1.7 KiB
IDLs and BlogIDL; Part One.md
You might have noticed the language used in my blog post is not any other existing language.
It is what is called an IDL or Interface Definition Language. Typically IDLs are used to define interchange formats for programs, like I use it for.
These languages are used to define how data is laid out in byte format.
In this post I will be explaining and defining a log format.
Typical logging systems have multiple severities of logs.
The log crate for rust operates using five different log levels
Error
Warn
Info
Debug
Trace
The winston library for javascript uses the following levels.
error
warn
info
http
verbose
debug
silly
There is also this RFC which I won't read
I am partial to the log
method so let us adopt that format for log levels.
We should also assign a numerical value to each log level starting with the most important to the least important.
enum LogLevel {
Error = 0,
Warn = 1,
Info = 2,
Debug = 3,
Trace = 4,
}
Thats a bit much and adding a new level is not an automatic increment thing.

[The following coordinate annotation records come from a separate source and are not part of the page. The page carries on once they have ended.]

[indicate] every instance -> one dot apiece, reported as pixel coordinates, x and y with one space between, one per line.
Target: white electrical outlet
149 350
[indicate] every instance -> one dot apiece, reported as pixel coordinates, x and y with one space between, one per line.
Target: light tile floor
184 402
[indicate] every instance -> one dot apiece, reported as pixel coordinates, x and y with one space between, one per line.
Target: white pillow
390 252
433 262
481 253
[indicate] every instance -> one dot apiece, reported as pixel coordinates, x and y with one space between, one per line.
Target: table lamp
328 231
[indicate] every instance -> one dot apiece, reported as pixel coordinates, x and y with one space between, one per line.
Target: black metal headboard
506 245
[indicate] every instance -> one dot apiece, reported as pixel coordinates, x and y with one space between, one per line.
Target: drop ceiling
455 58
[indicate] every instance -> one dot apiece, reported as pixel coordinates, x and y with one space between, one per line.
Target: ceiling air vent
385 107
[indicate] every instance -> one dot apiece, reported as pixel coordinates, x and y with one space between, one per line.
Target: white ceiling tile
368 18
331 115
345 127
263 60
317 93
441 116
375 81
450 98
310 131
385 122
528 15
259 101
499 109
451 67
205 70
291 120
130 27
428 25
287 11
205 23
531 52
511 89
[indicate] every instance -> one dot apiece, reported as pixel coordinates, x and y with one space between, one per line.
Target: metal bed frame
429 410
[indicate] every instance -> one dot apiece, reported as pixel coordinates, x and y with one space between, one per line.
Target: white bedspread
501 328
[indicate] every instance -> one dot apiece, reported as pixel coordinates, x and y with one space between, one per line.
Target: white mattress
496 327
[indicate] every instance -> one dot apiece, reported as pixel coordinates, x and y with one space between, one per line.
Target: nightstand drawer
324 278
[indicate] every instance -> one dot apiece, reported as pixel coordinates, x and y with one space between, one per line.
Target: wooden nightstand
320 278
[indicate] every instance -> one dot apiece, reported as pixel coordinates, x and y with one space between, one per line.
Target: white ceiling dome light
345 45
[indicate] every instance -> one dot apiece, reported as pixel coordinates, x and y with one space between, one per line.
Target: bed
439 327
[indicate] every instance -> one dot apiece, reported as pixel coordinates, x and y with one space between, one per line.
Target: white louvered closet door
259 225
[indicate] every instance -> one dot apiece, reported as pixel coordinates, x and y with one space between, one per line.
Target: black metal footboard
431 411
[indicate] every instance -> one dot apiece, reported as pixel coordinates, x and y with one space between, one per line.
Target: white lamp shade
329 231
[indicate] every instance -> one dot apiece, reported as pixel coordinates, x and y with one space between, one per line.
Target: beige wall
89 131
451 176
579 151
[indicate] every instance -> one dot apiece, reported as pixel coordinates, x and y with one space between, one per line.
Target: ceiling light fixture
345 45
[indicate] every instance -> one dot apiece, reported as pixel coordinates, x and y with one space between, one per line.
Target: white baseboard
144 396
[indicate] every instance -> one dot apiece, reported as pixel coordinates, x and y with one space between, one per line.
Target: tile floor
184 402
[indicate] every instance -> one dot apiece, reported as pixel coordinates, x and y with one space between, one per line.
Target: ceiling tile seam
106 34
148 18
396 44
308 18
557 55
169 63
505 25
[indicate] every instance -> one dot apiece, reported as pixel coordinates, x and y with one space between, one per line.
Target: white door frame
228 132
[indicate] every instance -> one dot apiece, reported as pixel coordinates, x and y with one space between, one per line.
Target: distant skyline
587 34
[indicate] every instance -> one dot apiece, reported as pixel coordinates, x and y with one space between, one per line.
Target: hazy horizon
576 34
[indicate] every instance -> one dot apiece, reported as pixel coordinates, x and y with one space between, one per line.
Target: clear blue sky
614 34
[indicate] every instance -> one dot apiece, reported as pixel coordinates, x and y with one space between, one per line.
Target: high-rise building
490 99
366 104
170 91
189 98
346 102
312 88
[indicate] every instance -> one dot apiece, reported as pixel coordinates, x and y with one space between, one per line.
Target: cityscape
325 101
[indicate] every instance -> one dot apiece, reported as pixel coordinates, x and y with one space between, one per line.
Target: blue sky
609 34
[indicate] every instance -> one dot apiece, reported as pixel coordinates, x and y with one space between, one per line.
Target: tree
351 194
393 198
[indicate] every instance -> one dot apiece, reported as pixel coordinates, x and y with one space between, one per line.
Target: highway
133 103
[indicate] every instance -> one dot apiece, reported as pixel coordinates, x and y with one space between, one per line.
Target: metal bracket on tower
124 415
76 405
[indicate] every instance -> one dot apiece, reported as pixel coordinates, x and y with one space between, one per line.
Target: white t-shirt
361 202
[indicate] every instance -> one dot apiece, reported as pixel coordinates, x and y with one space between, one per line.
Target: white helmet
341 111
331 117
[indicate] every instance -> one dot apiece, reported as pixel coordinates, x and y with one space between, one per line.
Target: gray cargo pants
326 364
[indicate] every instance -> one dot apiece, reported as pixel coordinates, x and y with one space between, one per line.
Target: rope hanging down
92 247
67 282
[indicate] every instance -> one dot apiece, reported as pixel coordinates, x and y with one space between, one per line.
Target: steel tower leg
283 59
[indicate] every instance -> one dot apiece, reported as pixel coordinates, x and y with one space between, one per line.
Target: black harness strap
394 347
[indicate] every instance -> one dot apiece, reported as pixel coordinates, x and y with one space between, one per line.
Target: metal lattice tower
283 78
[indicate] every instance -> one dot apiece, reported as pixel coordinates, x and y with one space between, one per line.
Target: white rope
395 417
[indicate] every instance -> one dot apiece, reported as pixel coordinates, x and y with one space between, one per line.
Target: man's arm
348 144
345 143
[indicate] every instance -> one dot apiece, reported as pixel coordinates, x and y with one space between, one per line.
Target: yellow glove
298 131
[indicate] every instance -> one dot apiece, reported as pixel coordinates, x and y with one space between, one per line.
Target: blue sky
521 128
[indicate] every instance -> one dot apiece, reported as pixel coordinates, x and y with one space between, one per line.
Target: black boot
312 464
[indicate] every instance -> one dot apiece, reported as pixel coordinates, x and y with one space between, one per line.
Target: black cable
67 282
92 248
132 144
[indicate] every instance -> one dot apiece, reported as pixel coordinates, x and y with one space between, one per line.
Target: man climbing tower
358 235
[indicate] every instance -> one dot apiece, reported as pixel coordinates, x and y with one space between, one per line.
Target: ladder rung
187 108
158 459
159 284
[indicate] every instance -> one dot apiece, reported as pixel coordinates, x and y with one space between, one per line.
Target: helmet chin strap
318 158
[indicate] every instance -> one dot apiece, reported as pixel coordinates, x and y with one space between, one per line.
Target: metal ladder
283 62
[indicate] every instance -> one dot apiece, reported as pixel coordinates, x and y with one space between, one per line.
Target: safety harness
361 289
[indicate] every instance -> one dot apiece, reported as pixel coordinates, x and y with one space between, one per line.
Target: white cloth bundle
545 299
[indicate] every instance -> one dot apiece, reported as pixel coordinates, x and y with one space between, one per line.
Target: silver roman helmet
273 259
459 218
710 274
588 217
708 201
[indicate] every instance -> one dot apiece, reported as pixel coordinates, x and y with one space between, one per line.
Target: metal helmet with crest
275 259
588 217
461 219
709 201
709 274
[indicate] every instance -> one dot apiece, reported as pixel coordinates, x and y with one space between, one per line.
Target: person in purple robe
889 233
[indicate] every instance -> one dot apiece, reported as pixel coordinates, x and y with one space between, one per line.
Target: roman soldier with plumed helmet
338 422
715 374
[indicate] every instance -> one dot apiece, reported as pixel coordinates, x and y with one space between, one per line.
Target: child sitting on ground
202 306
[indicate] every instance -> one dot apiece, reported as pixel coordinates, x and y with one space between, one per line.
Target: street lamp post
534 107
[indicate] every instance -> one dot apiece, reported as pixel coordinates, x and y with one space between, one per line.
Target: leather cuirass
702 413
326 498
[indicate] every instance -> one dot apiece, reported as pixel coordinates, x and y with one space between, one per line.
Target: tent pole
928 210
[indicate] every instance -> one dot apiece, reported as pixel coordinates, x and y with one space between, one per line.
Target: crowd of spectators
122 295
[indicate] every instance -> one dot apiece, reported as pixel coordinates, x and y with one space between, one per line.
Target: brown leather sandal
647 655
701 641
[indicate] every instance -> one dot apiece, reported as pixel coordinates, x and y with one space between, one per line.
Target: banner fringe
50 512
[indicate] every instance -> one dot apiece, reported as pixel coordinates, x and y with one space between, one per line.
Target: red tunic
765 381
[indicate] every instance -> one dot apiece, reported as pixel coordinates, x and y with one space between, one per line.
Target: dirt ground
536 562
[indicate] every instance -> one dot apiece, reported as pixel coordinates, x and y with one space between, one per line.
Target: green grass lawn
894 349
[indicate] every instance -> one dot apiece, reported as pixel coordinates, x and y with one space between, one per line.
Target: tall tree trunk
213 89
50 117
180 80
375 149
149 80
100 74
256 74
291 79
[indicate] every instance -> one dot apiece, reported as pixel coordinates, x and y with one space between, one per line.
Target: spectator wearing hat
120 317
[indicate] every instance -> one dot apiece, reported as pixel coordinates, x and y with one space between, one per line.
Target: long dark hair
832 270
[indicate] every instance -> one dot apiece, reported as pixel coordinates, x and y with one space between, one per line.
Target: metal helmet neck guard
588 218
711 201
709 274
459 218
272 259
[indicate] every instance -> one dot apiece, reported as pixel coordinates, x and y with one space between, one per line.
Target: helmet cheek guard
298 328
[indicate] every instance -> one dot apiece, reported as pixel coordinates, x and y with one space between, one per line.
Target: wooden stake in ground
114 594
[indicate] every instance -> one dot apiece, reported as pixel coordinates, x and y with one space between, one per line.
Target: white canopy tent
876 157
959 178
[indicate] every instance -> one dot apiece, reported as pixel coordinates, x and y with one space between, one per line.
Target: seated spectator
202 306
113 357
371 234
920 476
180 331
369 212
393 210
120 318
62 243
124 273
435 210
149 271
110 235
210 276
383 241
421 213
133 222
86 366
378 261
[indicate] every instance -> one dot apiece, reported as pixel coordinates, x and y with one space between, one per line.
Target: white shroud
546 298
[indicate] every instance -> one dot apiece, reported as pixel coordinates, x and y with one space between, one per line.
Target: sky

Lets introduce a new concept to the language called an attribute.
@auto_increment
enum LogLevel {
Error = 0,
Warn,
Info,
Debug,
Trace,
}
The auto_increment
attribute finds all enum variants with a number and increments by one whole number until it finds an already assigned number or there are no more variants.
This reduces the chance of messing up aswell as makes you just type less. Syntax sugar and all that.